Description
Hello all. I was requested to raise this as an issue from the neo4j-dcos slack channel.
tl;dr routing doesn't appear to work using the dcos neo4j ee universe package.
Below is the longer writeup.
We have an issue that we hope that you might be able to help us solve. The main issue is that the javascript driver's bolt routing doesn't appear to work. It is our understanding that by specifying the scheme "bolt+routing" in the javascript driver we can connect to any node and the driver will take care of discovering the network and selecting which nodes to use for different operations.
We have neo4j-ee running in a Mesosphere DC/OS cluster in Google Cloud.
We used the neo4j Mesosphere Universe package to launch a basic three node cluster (just core nodes). The neo4j cluster is using the standard private dcos network (9.0.0.0/8).
To confirm that we are running the EE version, we can check the version:
http://localhost:7474/db/manage/server/version
{
"edition" : "enterprise",
"version" : "3.1.2"
}
The cluster also looks like it was installed and booted correctly. The output logs show that each node found all the other nodes. E.g.,
<snip>
Discovering cluster with initial members: [9.0.3.130:5000, 9.0.5.130:5000, 9.0.4.130:5000]
<snip>
We have a docker node container in which we are running a few tests. In the container we load the neo4j js drivers as:
$ npm install neo4j-driver@next
(We have also tried the neo4j-driver and neo4j-driver@latest)
We have a simple node app for checking connectivity (write/read):
var neo4j = require('neo4j-driver').v1;
const neo4j_user = "a_user"
const neo4j_pass = "a_pass"
const neo4j_ip = "9.0.3.130"
var driver = neo4j.driver(`bolt+routing://${neo4j_ip}`, neo4j.auth.basic(neo4j_user, neo4j_pass))
var session = driver.session()
session
.run( "CREATE (a:Person {name:'Arthur', title:'King'})" )
.then( function()
{
return session.run( "MATCH (a:Person) WHERE a.name = 'Arthur' RETURN a.name AS name, a.title AS title" )
})
.then( function( result ) {
console.log( result.records[0].get("title") + " " + result.records[0].get("name") );
session.close();
driver.close();
}).catch(function(err){
session.close();
driver.close();
console.log(err);
});
This works so long as the ip specified is that for the leader. If we give it an ip for one of the followers, we get the following error message:
{ Error: Could not perform discovery. No routing servers available.
at new Neo4jError (/home/node/node_modules/neo4j-driver/lib/v1/error.js:67:132)
at newError (/home/node/node_modules/neo4j-driver/lib/v1/error.js:57:10)

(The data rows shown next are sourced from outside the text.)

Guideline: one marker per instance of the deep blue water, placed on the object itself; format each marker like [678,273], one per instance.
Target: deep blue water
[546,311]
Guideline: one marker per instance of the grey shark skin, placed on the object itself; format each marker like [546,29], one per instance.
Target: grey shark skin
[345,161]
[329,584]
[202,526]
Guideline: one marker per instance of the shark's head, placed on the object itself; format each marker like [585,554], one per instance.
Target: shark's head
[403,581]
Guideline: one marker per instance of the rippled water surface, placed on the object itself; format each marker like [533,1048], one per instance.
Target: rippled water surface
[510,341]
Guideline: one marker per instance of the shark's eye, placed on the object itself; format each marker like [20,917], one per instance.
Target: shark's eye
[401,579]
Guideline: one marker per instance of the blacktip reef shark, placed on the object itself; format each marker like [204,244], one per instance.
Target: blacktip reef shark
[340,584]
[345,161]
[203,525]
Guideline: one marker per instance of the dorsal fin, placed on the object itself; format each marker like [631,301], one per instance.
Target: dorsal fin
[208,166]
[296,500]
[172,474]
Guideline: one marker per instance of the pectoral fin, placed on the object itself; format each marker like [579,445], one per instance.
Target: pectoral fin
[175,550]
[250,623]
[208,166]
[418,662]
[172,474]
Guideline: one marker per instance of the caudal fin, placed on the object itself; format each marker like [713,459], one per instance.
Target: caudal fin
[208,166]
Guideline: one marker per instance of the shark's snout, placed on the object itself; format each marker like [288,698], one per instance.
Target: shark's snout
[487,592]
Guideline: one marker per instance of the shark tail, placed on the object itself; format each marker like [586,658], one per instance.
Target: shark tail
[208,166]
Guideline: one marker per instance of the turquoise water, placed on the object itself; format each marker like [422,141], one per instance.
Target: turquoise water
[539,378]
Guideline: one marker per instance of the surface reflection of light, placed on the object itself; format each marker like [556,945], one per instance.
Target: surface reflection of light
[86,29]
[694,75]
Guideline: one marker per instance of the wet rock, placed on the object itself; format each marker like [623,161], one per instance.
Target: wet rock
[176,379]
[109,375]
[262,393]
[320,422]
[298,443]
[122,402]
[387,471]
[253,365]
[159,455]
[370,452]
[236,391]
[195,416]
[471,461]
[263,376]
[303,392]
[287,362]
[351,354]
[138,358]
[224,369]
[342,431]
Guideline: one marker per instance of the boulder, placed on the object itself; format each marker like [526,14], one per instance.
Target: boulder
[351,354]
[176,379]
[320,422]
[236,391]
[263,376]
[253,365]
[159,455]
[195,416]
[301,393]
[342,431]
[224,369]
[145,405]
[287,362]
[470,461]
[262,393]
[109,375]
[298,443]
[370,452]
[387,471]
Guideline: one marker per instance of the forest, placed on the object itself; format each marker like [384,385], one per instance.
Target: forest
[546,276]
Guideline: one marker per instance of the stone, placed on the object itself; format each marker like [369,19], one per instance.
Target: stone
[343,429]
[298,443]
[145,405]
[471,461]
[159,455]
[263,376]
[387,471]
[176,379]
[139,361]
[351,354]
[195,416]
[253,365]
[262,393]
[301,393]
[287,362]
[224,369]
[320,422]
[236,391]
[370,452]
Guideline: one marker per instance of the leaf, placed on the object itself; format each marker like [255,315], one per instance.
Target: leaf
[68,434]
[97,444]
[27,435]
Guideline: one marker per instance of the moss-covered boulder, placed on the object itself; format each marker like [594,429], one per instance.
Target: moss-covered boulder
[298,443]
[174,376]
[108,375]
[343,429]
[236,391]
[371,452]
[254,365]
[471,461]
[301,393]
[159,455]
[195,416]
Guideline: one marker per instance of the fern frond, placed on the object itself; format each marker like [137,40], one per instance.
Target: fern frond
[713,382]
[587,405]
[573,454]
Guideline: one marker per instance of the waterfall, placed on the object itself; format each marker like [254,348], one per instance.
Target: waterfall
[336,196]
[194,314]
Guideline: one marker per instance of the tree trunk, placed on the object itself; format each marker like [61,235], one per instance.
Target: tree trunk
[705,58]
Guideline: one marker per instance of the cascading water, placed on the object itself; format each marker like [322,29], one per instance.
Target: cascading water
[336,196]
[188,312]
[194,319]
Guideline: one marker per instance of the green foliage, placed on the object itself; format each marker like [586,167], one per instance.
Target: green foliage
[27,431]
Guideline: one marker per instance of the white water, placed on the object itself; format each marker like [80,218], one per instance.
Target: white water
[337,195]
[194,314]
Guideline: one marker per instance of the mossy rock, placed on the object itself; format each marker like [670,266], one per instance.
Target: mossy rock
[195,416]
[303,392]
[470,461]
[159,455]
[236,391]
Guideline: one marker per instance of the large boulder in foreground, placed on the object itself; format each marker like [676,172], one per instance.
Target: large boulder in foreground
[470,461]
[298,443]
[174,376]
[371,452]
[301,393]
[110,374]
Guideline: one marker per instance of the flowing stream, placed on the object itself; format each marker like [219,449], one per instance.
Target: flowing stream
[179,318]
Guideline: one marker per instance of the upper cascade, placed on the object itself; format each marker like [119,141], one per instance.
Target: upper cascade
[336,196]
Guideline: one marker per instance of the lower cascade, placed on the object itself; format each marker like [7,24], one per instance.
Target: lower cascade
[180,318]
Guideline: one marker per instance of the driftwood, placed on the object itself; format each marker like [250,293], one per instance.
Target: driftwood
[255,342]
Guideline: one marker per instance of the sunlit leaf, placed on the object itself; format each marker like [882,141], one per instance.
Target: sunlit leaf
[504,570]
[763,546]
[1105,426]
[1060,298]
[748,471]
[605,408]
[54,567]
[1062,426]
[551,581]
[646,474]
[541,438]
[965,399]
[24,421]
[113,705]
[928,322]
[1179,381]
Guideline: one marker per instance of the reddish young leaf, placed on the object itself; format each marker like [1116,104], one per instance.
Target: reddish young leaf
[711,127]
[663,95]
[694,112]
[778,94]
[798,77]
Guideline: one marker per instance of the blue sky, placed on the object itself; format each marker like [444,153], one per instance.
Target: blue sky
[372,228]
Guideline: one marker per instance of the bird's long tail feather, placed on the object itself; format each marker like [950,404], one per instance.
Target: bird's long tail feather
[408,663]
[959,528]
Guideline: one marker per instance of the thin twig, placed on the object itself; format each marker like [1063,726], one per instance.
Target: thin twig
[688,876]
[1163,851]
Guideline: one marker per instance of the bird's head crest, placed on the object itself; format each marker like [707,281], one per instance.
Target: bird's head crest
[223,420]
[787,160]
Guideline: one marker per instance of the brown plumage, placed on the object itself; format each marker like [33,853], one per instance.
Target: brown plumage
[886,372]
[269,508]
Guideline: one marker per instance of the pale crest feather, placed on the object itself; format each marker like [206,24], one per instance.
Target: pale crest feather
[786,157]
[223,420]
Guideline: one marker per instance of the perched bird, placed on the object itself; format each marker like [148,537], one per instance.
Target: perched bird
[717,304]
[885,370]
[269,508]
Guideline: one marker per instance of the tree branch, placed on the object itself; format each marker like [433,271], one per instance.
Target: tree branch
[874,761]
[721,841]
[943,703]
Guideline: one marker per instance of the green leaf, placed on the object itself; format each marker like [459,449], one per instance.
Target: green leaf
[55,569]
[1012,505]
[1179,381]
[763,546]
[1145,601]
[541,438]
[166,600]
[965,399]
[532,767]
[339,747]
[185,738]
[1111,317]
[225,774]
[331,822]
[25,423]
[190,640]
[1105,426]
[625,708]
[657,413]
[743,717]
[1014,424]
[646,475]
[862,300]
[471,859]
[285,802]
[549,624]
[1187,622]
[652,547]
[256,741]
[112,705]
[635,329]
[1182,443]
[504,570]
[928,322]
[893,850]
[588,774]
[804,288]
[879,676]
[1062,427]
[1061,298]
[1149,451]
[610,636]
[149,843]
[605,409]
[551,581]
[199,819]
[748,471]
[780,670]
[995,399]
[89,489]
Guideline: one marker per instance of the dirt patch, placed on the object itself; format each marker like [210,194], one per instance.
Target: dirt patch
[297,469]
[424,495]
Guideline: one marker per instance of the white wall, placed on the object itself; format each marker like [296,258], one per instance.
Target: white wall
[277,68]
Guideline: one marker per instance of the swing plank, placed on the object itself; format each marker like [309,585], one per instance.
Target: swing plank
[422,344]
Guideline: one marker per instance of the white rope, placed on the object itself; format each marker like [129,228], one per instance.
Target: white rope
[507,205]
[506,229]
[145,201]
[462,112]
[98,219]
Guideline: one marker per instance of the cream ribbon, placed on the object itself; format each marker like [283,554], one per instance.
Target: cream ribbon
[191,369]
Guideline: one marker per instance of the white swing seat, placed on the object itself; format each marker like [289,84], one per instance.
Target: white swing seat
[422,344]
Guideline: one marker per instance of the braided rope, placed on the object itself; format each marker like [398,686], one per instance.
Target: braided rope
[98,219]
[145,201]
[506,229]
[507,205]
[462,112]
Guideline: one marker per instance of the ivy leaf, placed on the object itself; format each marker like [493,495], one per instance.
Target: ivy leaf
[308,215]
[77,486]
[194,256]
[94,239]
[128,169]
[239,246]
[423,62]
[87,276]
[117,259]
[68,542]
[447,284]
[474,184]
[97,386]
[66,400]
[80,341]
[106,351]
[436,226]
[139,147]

at /home/node/node_modules/neo4j-driver/lib/v1/internal/connection-providers.js:222:35
at process._tickDomainCallback (internal/process/next_tick.js:135:7) code: 'ServiceUnavailable' }
If we use just the 'bolt' scheme instead of 'bolt+routing', we can't write to non-leader nodes and receive a 'not a leader' error message.
As a sanity check, we checked to make sure that all the nodes have route roles. They do:
CALL dbms.cluster.routing.getServers()
[
addresses [9.0.3.130:7687]
role WRITE
,
addresses [9.0.4.130:7687, 9.0.5.130:7687]
role READ
,
addresses [9.0.4.130:7687, 9.0.3.130:7687, 9.0.5.130:7687]
role ROUTE
]
We also checked to make sure that the general cluster routes were correct (from inside the neo4j running containers):
$ dig core-neo4j.marathon.containerip.dcos.thisdcos.directory
<snip>
;; ANSWER SECTION:
core-neo4j.marathon.containerip.dcos.thisdcos.directory. 5 IN A 9.0.5.130
core-neo4j.marathon.containerip.dcos.thisdcos.directory. 5 IN A 9.0.4.130
core-neo4j.marathon.containerip.dcos.thisdcos.directory. 5 IN A 9.0.3.130
<snip>
We also ran the above node app during an interactive session to look at the routing tables of the driver/session.
When we use the leader ip, we get:
> session._writeConnectionHolder._connectionProvider._routingTable.routers
RoundRobinArray { _items: [ '9.0.3.130' ], _offset: 0 }
When we use either of the follower ips, we get:
> session._writeConnectionHolder._connectionProvider._routingTable.routers
RoundRobinArray { _items: [ '9.0.4.130' ], _offset: 0 }
and the ip just changes based upon the one that we used. It appears that the routing table hasn't been properly loaded.
So, at this point we are a little stuck and not sure what the issue is. Everything appears to be configured correctly, but no dice on connecting to a non-leader node and using the routing, which is a feature we would love to use.